Le deuxième bâtiment est dédié à la sécurité présidentielle, le troisième est baptisé « Achrine » (« vingt »), abréviation de son nom officiel, « Achrine mars » (« 20 mars »), date de la fête nationale. Le quatrième abrite les services communs, administration, services financiers et moyens généraux. Au milieu de ce complexe, une curiosité : la présence anachronique d’une ambassade, celle de la Confédération helvétique. Au début des années 1960, quelques semaines après une tentative de coup d’État militaire, Habib Bourguiba cède à la Suisse une belle résidence située à l’intérieur du palais, à charge pour la Confédération d’en faire le siège de sa chancellerie en Tunisie. Une sorte de base de repli en cas de nouveau coup dur. Arrivé aux affaires, Ben Ali fera des pieds et des mains pour récupérer la résidence. En vain.

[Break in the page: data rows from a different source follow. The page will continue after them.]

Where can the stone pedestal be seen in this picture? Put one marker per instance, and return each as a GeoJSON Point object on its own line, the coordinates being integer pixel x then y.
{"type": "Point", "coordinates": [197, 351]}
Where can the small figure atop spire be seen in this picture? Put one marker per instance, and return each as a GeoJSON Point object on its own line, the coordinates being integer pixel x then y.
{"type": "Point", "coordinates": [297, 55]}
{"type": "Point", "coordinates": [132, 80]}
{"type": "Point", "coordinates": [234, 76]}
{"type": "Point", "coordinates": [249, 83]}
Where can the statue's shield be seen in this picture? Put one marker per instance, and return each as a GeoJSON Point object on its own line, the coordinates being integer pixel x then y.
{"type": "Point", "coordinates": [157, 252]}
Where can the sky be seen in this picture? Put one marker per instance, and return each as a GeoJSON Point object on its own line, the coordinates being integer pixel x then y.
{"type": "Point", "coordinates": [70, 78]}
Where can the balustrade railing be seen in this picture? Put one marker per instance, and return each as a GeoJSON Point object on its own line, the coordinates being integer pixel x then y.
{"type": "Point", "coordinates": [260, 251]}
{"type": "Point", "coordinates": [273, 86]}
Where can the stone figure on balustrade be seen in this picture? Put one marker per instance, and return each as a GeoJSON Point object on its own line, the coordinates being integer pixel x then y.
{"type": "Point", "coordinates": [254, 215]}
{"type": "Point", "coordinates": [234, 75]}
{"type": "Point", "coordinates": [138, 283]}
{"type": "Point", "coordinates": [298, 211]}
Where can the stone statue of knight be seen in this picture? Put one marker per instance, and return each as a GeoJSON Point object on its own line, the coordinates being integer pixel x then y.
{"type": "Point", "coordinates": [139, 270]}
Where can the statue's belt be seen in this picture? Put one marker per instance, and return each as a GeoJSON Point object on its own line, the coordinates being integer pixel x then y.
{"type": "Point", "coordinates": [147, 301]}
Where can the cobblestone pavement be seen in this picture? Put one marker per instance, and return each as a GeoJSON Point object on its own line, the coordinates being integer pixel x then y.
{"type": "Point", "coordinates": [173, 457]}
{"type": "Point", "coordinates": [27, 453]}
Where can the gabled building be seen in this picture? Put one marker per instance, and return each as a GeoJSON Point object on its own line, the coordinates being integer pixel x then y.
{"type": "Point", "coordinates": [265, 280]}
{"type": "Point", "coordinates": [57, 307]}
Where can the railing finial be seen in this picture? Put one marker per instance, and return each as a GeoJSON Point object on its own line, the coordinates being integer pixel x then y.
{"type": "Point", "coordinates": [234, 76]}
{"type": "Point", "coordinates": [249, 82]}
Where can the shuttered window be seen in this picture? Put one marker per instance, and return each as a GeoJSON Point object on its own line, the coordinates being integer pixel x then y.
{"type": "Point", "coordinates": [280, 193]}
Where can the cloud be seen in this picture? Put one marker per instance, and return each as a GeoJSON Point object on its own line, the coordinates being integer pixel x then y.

Ayant d’autres priorités, Marzouki se désintéresse totalement de ce dossier.
Fini les formules pompeuses
Si la structure ne connaît aucun bouleversement, les « gens » du palais découvrent, au fil des jours, le nouveau style de la maison. Le « patron » déambulant dans les couloirs du palais, les mains dans les poches, organisant des journées portes ouvertes pour des élèves d’écoles primaires, alternant audiences avec de prestigieux visiteurs étrangers et rencontres avec des anonymes ayant émis le souhait de le voir. Le personnel a été prié de ne plus utiliser de formule pompeuse quand il s’adresse au président. Marzouki a également demandé à tous ses collaborateurs de bannir de leur vocabulaire le titre de « Fakhametouhou », qu’on pourrait traduire par « Sa Grandeur », formule utilisée en arabe pour évoquer le président de la République. À peine tolère-t-il qu’on l’appelle monsieur le président. Sa semaine de travail est de six jours contre une journée off, généralement le mercredi, qu’il consacre à la lecture, à l’écriture et à la réflexion. Il poursuit son activité scientifique, et même si son agenda ne lui permet de donner que quelques conférences à des étudiants (il tient à son statut de professeur de médecine), il met à profit la moindre occasion pour le faire. Son staff comprend de nombreuses plumes prestigieuses, à l’image d’Aziz Krichen ou d’Adnane Mansar, mais il écrit lui-même ses discours, et quand le temps lui manque, il retravaille le texte que lui soumettent ses conseillers. Polyglotte, Marzouki ne recourt jamais aux services d’un interprète. La cellule de traducteurs rattachée à la présidence a été mise à la disponibilité du ministère des Affaires étrangères.
La présidence en quelques chiffres
Budget de la présidence 2012 : 68 millions de dinars (34 millions d’euros), contre 77 millions en 2011 et plus de 120 millions sous Ben Ali.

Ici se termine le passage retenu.